Add discrete variables

Question

Add discrete variables

gpfins opened this issue 7 years ago · comments

A next (important imho) step would be to support ordinal variables. It would be useful to have a discussion here on the design of this.

A few issues would be:

The introduction of OrdinalParameter for ordinal discrete values. There would be two types of ordinal parameters, namely one with only bounds a, b ({a, a+1, ..., b-1}) and one with specific (ordered) discrete variables ({a, b, c, d}). Do we treat those the same and leave it up to the user to define the first case as range(a,b) ?
The optimization of the acquisition function. In the case of pure discrete values it would probably be the easiest (and reasonably fast) to simply evaluate all possible combinations. In the case of a domain consisting of both continuous and discrete parameters: we could apply the naive approach of optimizing the acquisition function as function of the continuous parameters for every combination of the discrete parameters. In both cases this doesn't use any gradient information for the discrete parameters. One idea could be for example to treat the acquisition function as if its inputs were all continuous, but add penalizers in order not to sample at the same discrete variable 2 times.

Joachim van der Herten · Answer 1 · Mon Aug 14 2017 05:04:58 GMT+0800 (China Standard Time)

I would go for the same, for convenience we can derive OrdinalRangeParameter from the standard OrdinalRange to make it a bit more convenient. In both cases, the resulting domain is a grid anyway.
After defining new parameters, I'd focus on representing the domains accurately. Sums of discrete parameters create grids, continuous parameters hypercubes, and combines they become something joint with both a discrete as well as a continuous domain. Then we have to make the optimizers a little picky so they reject domains they don't like. The penalization approach sounds nice but might be a lot harder to achieve design-wise and I am not sure we'd gain that much. The acquisition is cheap-to-evaluate.

From this I derive following requirements:

Being able to split up a domain again by selecting a number of parameters and gaining the properties of a more specific domain again (e.g., all continuous -> hypercube)
Quickly obtain a wrapper for the objective function which disables parameters which weren't selected and plugs in the values for those parameters. This could also be achieved by introducing a .fixed syntax like in GPflow.

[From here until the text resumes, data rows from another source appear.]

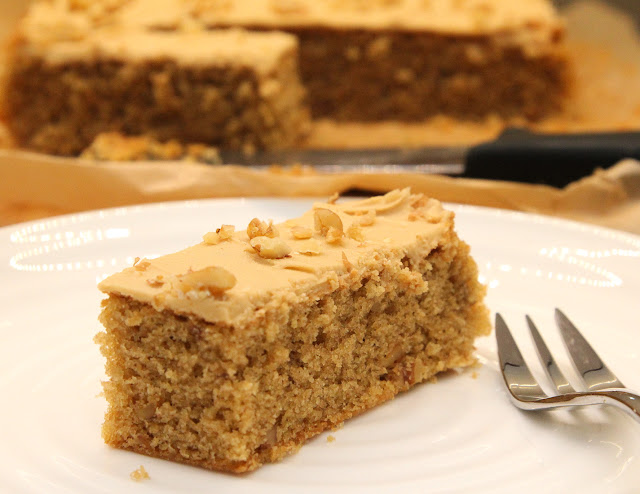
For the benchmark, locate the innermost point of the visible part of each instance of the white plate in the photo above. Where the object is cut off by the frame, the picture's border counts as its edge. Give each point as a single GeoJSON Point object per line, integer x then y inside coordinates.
{"type": "Point", "coordinates": [458, 435]}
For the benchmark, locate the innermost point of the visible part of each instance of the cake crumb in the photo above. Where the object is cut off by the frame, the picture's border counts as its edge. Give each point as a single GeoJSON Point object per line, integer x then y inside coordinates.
{"type": "Point", "coordinates": [139, 474]}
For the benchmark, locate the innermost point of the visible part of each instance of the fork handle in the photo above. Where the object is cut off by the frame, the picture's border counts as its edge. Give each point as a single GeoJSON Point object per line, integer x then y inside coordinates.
{"type": "Point", "coordinates": [622, 398]}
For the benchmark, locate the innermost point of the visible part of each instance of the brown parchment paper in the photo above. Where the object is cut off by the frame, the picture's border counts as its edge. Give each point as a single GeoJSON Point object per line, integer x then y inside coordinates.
{"type": "Point", "coordinates": [42, 184]}
{"type": "Point", "coordinates": [607, 97]}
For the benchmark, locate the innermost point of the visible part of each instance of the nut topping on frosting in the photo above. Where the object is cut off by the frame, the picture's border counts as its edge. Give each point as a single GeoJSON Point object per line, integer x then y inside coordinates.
{"type": "Point", "coordinates": [214, 279]}
{"type": "Point", "coordinates": [367, 219]}
{"type": "Point", "coordinates": [328, 224]}
{"type": "Point", "coordinates": [141, 265]}
{"type": "Point", "coordinates": [259, 228]}
{"type": "Point", "coordinates": [301, 232]}
{"type": "Point", "coordinates": [355, 232]}
{"type": "Point", "coordinates": [225, 232]}
{"type": "Point", "coordinates": [270, 248]}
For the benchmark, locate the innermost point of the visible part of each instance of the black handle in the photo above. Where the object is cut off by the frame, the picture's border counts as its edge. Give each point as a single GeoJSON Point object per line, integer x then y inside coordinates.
{"type": "Point", "coordinates": [524, 156]}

icouckuy · Answer 2 · Tue Aug 15 2017 03:13:50 GMT+0800 (China Standard Time)

I also would go for one OrdinalRangeParameter to hold both a range(7) or arbitrary list of integers. Maybe we should call it IntegerParameter?

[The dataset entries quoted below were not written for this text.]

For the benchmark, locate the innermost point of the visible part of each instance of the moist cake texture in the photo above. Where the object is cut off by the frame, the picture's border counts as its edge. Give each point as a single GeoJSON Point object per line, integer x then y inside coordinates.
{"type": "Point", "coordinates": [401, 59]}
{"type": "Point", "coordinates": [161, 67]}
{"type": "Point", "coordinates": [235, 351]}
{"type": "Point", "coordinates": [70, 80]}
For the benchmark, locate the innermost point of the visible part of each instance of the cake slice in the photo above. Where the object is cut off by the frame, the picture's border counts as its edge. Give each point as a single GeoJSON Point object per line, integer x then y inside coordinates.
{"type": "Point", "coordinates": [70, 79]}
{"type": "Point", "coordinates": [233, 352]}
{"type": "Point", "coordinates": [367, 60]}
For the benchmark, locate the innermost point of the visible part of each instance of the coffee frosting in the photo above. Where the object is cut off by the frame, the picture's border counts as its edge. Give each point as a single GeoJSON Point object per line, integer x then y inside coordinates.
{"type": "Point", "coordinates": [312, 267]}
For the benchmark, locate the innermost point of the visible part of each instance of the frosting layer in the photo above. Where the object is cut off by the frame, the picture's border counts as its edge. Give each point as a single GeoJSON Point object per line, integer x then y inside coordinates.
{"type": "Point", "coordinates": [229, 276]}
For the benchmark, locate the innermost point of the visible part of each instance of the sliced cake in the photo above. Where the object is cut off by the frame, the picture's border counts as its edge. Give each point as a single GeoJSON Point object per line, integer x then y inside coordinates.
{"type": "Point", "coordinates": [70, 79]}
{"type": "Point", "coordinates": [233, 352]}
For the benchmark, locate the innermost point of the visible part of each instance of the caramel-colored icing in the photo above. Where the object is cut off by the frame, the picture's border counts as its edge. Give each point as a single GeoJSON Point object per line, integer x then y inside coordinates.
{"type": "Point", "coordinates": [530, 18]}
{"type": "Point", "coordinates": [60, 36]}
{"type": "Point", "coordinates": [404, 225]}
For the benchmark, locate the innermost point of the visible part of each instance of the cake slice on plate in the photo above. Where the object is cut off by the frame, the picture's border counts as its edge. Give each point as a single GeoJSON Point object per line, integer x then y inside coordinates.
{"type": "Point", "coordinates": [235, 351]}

Being able to split up a domain again by selecting a number of parameters and gaining the properties of > a more specific domain again (e.g., all continuous -> hypercube)

With the new domain indexing it is possible to easily extract a new domain only holding a subset of the parameters. At the moment there is no way to automatically choose only a certain type of params as well as the new domain will be a generic domain class and not a 'Hypercube'.

Joachim van der Herten · Answer 3 · Tue Aug 15 2017 03:18:51 GMT+0800 (China Standard Time)

I'd like to comply with the naming in http://proceedings.mlr.press/v70/valera17a/valera17a.pdf

Joachim van der Herten · Answer 4 · Sun Aug 20 2017 06:47:22 GMT+0800 (China Standard Time)

We haven given this some thought so far. With regards to the optimization of a discrete domain there are currently two approaches we can follow:

Evaluate the discrete part on a (sub)grid and start a gradient-descent on the continuous part of the domain. This option has the disadvantage of being potentially computationally extremely demanding. e.g., optimizing 3 layers of a neural network between 20 and 200 neurons will result in serious optimization effort. We could only evaluate on a sub-grid but I'm in doubt that solution will scale appropriately.
Round off continuous values (used in spearmint) and complement with https://arxiv.org/abs/1706.03673 . This approach would also allow to keep using gradients and traditional optimizers. There's some concern on selecting the same point multiple times though.